The parklet will include a boardwalk, planter boxes with built-in benches and tables and chairs. It will be approximately 600 square feet and occupy the three angled parking spaces outside Cafe Society extending about 10 feet out from the curb. Intended as a pilot project, the parklet would be installed for 12 months before the Planning Commission reassesses it.
To approve the project, the Half Moon Bay City Council must vote to authorize a license agreement to allow for temporary improvements in the public right of way.
Phillips said parklets are not a new concept, and that they are becoming more popular in other downtown areas in the Bay Area.
“I love this project,” Planning Commissioner Rich Hernandez said. “If it was not disruptive to the other businesses, I would rip out all the parking.”
Some commissioners raised questions about the specifics of the plan, including the practicality of placing a bike rack next to a parking spot and the perception that this sets a precedent to allow more parklets or favoritism toward any one business owner.
Several people who own businesses on the 500 block of Main Street said they disapproved of the pilot project. Some said taking away parking spaces near their businesses would deter customers. Others brought up issues with safety and accessibility to the parklet.
“This parklet idea seems like a way to bring in business for (Marx),” said Audrey Seaton, co-owner of Small Town Sweets, which is one business removed from Cafe Society. “Taking away parking will hurt businesses like me.”
Seaton said she is also worried the appeal of the parklet may encourage people to jaywalk and use the space inappropriately.
“You can’t police how people sit in or use the parklet. What about dealing with garbage?” she said.

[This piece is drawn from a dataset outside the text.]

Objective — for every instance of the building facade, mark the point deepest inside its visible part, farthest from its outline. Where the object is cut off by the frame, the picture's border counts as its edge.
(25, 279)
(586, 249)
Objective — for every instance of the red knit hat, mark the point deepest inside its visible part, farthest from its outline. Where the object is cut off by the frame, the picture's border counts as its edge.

As the applicant for the project, Marx will be responsible for maintaining and cleaning the parklet, according to the city’s staff report.
Half Moon Bay Bakery owner Desi Sanchez said the loss of parking spaces would negatively impact his business as well.
“I think my business is going to hurt more than anybody,” Sanchez said. “For my business, people come and go, and customers stay in the store about five minutes. We’re getting busier and busier and now you want to take out three parking spaces.”
Last year the city conducted a survey of parking downtown and found there is plenty of space available, even during peak times. The survey stated that during a typical lunch rush on Monday street parking was 65 percent occupied and available parking lots were 37 percent full.
“There will continue to be additional pressures on parking and as a community we will need to be flexible on that,” Planning Commissioner Steve Ruddock said.
A few residents in attendance spoke in favor of the project, stating it will enhance downtown.
“It takes some bravery to try something different and unique,” said Half Moon Bay resident Leslie Duckworth. “… I think it is an amazing addition.”
The Planning Commission voted to approve the application for the pilot project, and city staff is looking at ways to work out further design details.